Pairing Korean↔English posts uses date prefix matching:

ko: 2026-05-04-001-개발-생산성-17배-극대화-deepseek-v4와-...
en: 2026-05-04-001-개발-생산성-17배-극대화-deepseek-v4와-...
                    ↑ Same prefix = Same post

Although the slugs might differ in language, if the YYYY-MM-DD-NNN part is the same, it’s recognized as the same post. The prerequisite for this method is that no two posts with the same date and number exist.

Title-in-Body Translation Technique

Translating the title via a separate API call caused issues with empty results from the reasoning model. The solution is to include the title as the first line of the body:

# When requesting translation
prompt = f"# {original_title}\n\n{original_body}"

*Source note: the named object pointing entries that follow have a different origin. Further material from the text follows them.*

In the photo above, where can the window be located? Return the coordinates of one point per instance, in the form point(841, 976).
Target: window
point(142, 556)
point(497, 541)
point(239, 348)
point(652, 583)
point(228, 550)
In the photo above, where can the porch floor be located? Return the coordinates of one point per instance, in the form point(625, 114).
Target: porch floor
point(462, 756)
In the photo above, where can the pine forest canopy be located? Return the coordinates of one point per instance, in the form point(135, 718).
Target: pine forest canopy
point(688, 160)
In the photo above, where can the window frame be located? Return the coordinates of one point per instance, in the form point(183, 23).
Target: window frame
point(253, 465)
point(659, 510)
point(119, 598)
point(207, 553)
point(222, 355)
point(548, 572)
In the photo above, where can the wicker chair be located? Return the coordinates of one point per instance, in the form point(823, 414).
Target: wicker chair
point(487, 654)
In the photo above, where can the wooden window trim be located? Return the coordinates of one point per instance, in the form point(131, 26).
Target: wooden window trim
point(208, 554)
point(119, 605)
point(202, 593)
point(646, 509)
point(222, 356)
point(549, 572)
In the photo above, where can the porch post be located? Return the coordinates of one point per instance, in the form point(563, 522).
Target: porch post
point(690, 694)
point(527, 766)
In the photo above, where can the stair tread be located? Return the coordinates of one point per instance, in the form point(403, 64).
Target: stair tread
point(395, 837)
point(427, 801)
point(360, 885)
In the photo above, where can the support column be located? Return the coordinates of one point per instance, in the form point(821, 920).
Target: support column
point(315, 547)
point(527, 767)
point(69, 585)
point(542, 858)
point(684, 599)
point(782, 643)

# Extracting the title from the translation result
if translated.lstrip().startswith("# "):
    lines = translated.lstrip().split("\n", 1)
    extracted_title = lines[0].lstrip("# ").strip()
    translated_body = lines[1].lstrip("\n")

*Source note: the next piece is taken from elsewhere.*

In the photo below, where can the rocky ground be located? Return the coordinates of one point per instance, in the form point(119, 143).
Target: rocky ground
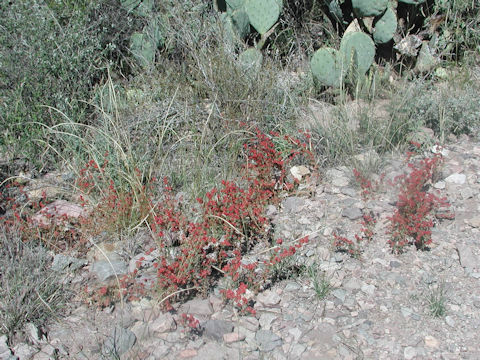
point(378, 306)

This translates the title and body simultaneously in a single API call, preserving context and saving tokens.

LLM Strategy: Role-Based Model Separation

Not all tasks are handled by a single LLM. Models are separated based on the nature of the task.

Task	Server	Model	Reason
AI Comment Response	arm1	ZAI glm-4.7	Conversational, excellent Korean quality
Post Generation	arm1	ZAI glm-4.7	Long-form content generation, creativity required
Translation (ko→en)	ec1	Gemini Flash Lite	Non-reasoning, fast and free

Core Principle: Do not use reasoning models for translation. Reasoning models consume tokens for internal thought processes, making non-reasoning models more suitable for simple conversion tasks.

Monitoring and Operations

Health Check Endpoints

# arm1 agent
curl http://arm1:8081/health
# → {"status":"healthy","agent":"blog-agent","scheduler_jobs":2,"uptime_sec":...}

curl http://arm1:8081/status
# → {"scheduler":[{"name":"auto-translate","last_run":...},{"name":"post-generator","last_run":"2026-05-04"}]}

# ec1 Blog API
curl https://blog.example.com/api/health
# → {"status":"healthy","version":"2.0.0"}

Observability Points

Metric	Normal Range	Alert Condition
arm1 uptime	>0	Service Down
scheduler_jobs	2	≠ 2
Translation Sync	ko post count = en post count	Discrepancy occurs
Post Generation	1 post daily	No posts for over 24 hours

Lessons Learned and Operational Tips

1. The Pitfall of Reasoning Models

It’s often not explicitly stated in documentation that max_tokens combines reasoning and content. If you get an empty response, check the finish_reason—if it’s "length", it indicates insufficient token budget.

2. Value of the OpenAI-Compatible Pattern

When switching translation providers from ZAI to Gemini, the code change was just one line for the base URL. Abstracting to an OpenAI-compatible interface from the start dramatically reduces LLM replacement costs.

3. Constraints of Date Prefix Matching

In the YYYY-MM-DD-NNN pattern, if two or more posts share the same date and number, translation matching will break. The PostGenerator must include logic to check the last number for that date and increment it when generating new posts.

4. Benefits of Process Consolidation

Consolidating three independent services into one resulted in:

State Sharing (LLM clients, configurations, API clients initialized only once)
Simplified Deployment (one systemd unit)
Easier Debugging (logs consolidated in one place)

Future Plans

Review the integration of arm1 agent’s LLM with Gemini.
Comment Quality Evaluation Pipeline (monitoring the appropriateness of auto-generated comments).
Automatic Translation Quality Verification (comparing with back-translation).
Expanding inter-agent collaboration through the AgentForge framework.

Blog automation aims not for “complete automation,” but for “minimal human intervention.” A structure where AI generates content, humans review it, and the system alerts operators to anomalies is the key to stable operation.